Das Smartphone ist ein wichtiger Helfer für Sandra Baba. Wenn es klingelt, braucht ein Flüchtling Hilfe. Normalerweise gehe ich nach 18 Uhr nicht mehr dran, sagt die Flüchtlings-Sozialarbeiterin der Diakonie in Ganderkesee. Doch sie weiß, dass es manche Anrufer nicht mehr aushalten. Sie finden am Freitagnachmittag einen Brief in ihrer Post und können ihn nicht lesen. Sie können nur die Worte Asyl und Dublin entziffern und fürchten die Abschiebung. Dann kann ich sie doch nicht bis Montag im Ungewissen lassen.
Per Smartphone fotografieren die aufgelösten Flüchtlinge dann das beängstigende Schreiben und senden es an die Sozialarbeiterin. Baba kann dann schnell aufklären, dass das Formular aus Kostengründen für beide Fälle vorbereitet ist, für die Asyl-Anerkennung ebenso wie für die Ablehnung nach dem Dublin-Abkommen. Meist sind dann die Sorgen im Nu verschwunden.
Die gebürtige Irakerin ist eine von drei Diakonie-Mitarbeiterinnen in Landkreis Delmenhorst, die für Flüchtlinge und Asylbewerber einen ersten Anker in ihrer erhofften neuen Heimat Deutschland darstellen. Wir kümmern uns um alles, was nach der Wohnungssuche und einrichtung kommt, erklärt Babas Kollegin Zohreh Roushanpour den Synodalen der oldenburgischen Kirche, die die Beratungsstelle in der Delmenhorster Louisenstraße besuchen. In Kleingruppen informierte sich das Kirchenparlament an verschiedenen Stellen in Delmenhorst über die vielfältigen Aufgaben bei der Flüchtlingsbetreuung.
Im Rahmen des Schwerpunktthemas Kirche und Migration der 3. Tagung der 48.

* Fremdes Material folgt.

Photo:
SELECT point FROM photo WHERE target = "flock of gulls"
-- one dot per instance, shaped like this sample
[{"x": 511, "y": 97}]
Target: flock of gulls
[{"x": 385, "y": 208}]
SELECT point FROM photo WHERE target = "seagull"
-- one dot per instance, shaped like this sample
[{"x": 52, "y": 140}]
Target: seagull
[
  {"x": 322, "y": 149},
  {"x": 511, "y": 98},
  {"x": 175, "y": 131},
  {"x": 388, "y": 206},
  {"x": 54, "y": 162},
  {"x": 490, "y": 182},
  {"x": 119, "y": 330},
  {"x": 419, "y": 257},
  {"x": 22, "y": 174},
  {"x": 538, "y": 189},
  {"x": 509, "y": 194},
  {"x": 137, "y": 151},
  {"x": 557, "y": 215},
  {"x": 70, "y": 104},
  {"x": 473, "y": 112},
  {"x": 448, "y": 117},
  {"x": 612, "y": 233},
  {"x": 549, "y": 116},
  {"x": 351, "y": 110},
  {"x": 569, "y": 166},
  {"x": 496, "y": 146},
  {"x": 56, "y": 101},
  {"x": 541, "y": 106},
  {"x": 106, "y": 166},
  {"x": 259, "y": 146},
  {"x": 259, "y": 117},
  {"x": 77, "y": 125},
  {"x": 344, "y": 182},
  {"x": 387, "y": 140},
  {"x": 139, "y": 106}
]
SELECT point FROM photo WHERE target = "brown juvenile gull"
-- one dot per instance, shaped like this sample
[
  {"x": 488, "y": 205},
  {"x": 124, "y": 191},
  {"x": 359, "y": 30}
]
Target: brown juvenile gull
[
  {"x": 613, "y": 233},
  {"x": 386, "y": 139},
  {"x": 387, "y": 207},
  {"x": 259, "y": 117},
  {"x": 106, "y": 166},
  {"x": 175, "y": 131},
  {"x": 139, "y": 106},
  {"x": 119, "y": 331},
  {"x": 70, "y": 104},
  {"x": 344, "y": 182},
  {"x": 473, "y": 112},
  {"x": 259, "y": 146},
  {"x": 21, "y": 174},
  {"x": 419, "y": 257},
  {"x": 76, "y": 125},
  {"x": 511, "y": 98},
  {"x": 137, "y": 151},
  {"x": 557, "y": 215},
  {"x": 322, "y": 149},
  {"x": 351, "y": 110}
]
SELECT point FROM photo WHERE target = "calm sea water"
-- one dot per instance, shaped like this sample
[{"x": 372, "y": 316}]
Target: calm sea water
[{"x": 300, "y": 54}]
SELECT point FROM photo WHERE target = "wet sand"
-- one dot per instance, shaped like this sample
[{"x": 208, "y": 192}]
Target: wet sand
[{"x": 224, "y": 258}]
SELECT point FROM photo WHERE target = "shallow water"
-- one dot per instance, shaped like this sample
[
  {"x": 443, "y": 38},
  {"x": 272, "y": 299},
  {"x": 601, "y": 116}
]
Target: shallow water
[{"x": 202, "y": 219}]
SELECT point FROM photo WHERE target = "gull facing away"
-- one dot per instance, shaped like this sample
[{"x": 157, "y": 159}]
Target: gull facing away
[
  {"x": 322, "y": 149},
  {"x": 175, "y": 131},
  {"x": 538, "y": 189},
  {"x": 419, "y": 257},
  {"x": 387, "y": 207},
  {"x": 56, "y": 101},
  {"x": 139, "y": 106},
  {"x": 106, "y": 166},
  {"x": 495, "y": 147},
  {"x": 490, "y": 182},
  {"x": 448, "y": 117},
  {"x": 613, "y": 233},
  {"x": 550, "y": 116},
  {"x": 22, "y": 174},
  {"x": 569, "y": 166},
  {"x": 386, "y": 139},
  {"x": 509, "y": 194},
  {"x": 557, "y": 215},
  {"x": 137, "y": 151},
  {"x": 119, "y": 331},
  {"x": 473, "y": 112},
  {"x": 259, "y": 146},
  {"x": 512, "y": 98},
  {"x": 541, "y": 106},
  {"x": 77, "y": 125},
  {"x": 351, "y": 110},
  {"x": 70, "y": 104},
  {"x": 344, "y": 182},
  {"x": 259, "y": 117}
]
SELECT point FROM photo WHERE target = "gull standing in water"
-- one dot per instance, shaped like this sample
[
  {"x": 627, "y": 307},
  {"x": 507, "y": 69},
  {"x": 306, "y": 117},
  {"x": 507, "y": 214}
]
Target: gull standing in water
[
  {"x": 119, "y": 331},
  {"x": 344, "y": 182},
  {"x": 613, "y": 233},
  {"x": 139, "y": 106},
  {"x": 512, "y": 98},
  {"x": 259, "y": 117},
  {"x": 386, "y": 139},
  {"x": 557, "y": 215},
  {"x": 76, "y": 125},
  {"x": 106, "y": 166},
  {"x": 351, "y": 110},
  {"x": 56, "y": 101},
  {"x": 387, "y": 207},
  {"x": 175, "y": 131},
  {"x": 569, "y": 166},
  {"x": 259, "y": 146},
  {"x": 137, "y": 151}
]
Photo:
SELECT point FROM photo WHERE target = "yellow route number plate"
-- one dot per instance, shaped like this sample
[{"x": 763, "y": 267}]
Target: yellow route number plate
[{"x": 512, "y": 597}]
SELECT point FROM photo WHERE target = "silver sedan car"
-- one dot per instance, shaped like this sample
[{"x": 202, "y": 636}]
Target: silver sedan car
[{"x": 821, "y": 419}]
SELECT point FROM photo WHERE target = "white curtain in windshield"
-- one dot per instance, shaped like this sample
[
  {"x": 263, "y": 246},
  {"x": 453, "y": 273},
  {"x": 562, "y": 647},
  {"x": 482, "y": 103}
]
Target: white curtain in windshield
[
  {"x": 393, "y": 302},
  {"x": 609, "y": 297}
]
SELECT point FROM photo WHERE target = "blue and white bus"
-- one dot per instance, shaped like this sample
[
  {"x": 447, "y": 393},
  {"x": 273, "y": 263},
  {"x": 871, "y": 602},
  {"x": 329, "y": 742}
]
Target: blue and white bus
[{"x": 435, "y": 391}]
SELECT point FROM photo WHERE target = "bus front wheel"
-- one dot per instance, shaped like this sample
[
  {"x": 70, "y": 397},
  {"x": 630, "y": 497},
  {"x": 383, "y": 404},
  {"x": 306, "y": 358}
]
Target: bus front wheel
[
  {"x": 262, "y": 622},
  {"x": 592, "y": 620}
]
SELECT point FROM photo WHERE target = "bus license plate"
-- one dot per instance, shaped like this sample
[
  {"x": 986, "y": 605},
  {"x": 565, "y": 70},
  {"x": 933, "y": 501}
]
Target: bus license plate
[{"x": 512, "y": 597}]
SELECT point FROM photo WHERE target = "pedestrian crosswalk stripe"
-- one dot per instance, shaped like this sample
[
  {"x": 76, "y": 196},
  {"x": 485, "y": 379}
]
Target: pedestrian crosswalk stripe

Synode der Evangelisch-Lutherischen Kirche in Oldenburg, die vom 28. bis 30. Mai im Evangelischen Bildungshaus Rastede stattfindet, haben die Synodalen am Donnerstagnachmittag erstmals ihren traditionellen Sitzungsort in Rastede verlassen, um sich exemplarisch in Delmenhorst an 14 Erfahrungsorten über Arbeitsfelder im Bereich Migration und Flüchtlinge zu informieren. Einer dieser Erfahrungsorte ist die Flüchtlingssozialarbeit und beratung des Diakonischen Werkes Delmenhorst/Oldenburg Land in der Delmenhorster Louisenstraße.
Viele ihrer Hilfesuchenden, so berichten die Sozialarbeiterinnen den Synodalen, lebten noch im Ungewissen. Ihre Asylverfahren sind noch nicht abgeschlossen. Dann stellten sie schon einmal Fragen wie: Weiß Deutschland, dass ich hier bin? Die Sorge, dass ihre Akte abhanden gekommen sein könnte, bleibe bis zu dem Tag, an dem der erlösende Bescheid komme.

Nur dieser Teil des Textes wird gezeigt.